Lizzo is undoubtedly the most prominent agent of change when it comes to changing the dialogue surrounding fat bodies and turning society’s damaging fatphobic gaze on its head. In a world where fat bodies are expected to cower and hide in shame, the 33-year-old pop star is as well-known for her advocacy for radical self-love as she is for her chart-topping hits, frequently celebrating her sensuality and proudly flaunting her body across Instagram—in and of itself a radical act in and of itself a radical act in and of itself a radical act in and of itself a radical act in and of itself a radical act in and of itself a Then there are some that leave comments. The more outspoken her detractors grow over her near-naked social media images and strong captions (“the next time you want to judge someone for drinking kale smoothies or eating McDonald’s, or working out or not working out, mind your own business,” she writes), the more vocal she becomes.

But, as with any challenge to the current quo, Lizzo’s no-holds-barred attitude makes some people uncomfortable, particularly those who have made a living creating thin bodies.
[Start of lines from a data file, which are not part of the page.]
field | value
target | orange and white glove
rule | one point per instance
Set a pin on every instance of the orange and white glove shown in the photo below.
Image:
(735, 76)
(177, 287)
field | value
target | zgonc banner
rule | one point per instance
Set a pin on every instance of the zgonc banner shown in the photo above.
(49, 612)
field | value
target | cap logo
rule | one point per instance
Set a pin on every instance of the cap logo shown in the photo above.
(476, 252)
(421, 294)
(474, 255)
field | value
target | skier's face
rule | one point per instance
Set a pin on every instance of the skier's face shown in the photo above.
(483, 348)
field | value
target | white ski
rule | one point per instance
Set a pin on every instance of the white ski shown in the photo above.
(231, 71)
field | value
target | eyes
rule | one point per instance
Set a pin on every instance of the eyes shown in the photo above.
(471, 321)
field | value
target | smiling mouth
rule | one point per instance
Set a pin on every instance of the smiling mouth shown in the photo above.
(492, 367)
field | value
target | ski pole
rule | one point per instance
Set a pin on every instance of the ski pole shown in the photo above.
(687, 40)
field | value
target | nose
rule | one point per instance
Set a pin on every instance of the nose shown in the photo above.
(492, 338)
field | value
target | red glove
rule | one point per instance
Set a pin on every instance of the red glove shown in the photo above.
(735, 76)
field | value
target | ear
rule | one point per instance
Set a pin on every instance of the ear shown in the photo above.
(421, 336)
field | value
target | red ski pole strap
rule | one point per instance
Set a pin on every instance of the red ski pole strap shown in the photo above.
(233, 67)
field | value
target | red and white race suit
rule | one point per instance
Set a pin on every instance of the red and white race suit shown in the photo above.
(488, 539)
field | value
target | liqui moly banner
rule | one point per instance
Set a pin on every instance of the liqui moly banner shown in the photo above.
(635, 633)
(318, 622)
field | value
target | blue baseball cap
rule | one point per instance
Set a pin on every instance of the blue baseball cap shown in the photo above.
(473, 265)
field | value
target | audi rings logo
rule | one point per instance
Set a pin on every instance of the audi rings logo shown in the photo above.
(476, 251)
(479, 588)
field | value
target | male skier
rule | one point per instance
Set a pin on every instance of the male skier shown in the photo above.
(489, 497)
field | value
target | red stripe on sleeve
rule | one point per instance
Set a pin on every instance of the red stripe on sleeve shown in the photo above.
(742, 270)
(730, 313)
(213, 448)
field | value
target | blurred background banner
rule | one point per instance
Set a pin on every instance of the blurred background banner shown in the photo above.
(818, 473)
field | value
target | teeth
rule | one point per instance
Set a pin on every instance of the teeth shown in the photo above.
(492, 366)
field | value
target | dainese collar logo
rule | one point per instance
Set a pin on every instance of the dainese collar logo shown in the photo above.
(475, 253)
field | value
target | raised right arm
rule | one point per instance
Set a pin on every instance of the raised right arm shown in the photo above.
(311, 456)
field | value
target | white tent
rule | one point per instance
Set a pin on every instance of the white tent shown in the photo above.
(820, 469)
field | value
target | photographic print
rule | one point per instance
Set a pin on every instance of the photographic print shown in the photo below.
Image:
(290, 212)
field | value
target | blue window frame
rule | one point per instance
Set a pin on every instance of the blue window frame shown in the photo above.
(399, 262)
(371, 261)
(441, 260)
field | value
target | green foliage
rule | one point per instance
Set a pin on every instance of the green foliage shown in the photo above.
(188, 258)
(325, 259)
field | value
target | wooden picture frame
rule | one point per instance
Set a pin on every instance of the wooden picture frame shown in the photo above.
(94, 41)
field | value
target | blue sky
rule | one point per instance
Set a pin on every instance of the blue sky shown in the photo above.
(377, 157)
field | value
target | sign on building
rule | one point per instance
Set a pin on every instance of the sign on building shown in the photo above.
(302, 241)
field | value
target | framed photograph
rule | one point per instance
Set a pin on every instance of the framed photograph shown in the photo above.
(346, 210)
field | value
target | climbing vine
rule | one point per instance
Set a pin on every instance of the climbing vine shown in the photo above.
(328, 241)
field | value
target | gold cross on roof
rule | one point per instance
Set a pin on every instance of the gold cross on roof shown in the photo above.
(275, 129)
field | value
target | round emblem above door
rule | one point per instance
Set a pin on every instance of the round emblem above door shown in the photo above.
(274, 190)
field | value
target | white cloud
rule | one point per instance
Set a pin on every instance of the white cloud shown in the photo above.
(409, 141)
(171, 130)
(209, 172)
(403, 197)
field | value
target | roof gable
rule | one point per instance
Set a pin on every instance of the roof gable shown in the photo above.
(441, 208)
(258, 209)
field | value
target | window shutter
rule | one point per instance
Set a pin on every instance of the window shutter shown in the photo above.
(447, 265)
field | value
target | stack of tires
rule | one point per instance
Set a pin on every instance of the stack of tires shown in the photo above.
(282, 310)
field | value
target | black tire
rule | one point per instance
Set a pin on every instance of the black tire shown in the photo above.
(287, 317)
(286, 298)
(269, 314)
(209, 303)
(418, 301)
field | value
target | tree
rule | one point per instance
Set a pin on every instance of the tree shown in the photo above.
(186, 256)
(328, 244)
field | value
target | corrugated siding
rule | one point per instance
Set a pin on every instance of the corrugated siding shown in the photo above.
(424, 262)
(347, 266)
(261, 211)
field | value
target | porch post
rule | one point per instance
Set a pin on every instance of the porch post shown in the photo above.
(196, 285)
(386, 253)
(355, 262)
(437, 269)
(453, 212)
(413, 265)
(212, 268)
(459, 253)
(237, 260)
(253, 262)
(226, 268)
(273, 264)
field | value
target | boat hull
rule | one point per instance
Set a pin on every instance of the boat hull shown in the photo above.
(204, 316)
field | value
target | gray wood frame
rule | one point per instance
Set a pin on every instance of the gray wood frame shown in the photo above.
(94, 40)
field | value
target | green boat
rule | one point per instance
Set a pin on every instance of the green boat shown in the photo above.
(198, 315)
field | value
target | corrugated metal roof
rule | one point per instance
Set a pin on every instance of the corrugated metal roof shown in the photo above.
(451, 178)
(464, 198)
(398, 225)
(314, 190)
The impact was serious when Jillian Michaels, star of The Biggest Loser, complained about Lizzo’s public displays of self-adoration on BuzzFeed’s digital morning program. “Why are we celebrating [Lizzo’s] body?” questioned the fitness celebrity. “‘Cuz it isn’t going to be awesome if she gets diabetes. […] Like, I love her music. […] But there’s never a moment where I’m like, ‘And I’m so glad she’s overweight!’”

Celebrities and commentators weighed in on what Lizzo—who became vegan in 2020 and routinely shares plant-based meals to over 14 million TikTok followers—should do with her physique in the days after Michaels’ attack. Though such discussions about other mega-famous singers whose bodies conform to a social norm are few and far between, something about Lizzo flaunting her curves unapologetically while twerking in a bikini was just the type of boundary-pushing that awoke a society that had been largely asleep when it came to confronting their complacent role in fat-shaming.

The Body Positive

Lizzo’s body-love platform has sparked a wave of interest in a movement that has exploded in popularity in recent years, due to the hashtag-happy culture that helped popularize it. Body positivity existed before #fatacceptance became popular.

The Body Positive group, which was founded in 1996 by novelist Connie Sobczak and social therapist Elizabeth Scott (both of whom are not obese), prides itself on educating individuals how to reconnect with their intrinsic body knowledge in order to have “more balanced self-care.” “Declaring your authentic beauty” and “cultivating self-love” are two of the mission’s feel-good pillars. Though hailed as a response to women’s hatred of their bodies, the movement has been criticized. It has spread well beyond the original organization and has become an independent social media trend (with approximately 16 million postings using the hashtag #bodypositive).

Author Aubrey Gordon lays out what she perceives as a significant gap in body positivity forums in her 2020 book, What We Don’t Talk About When We Talk About Fat.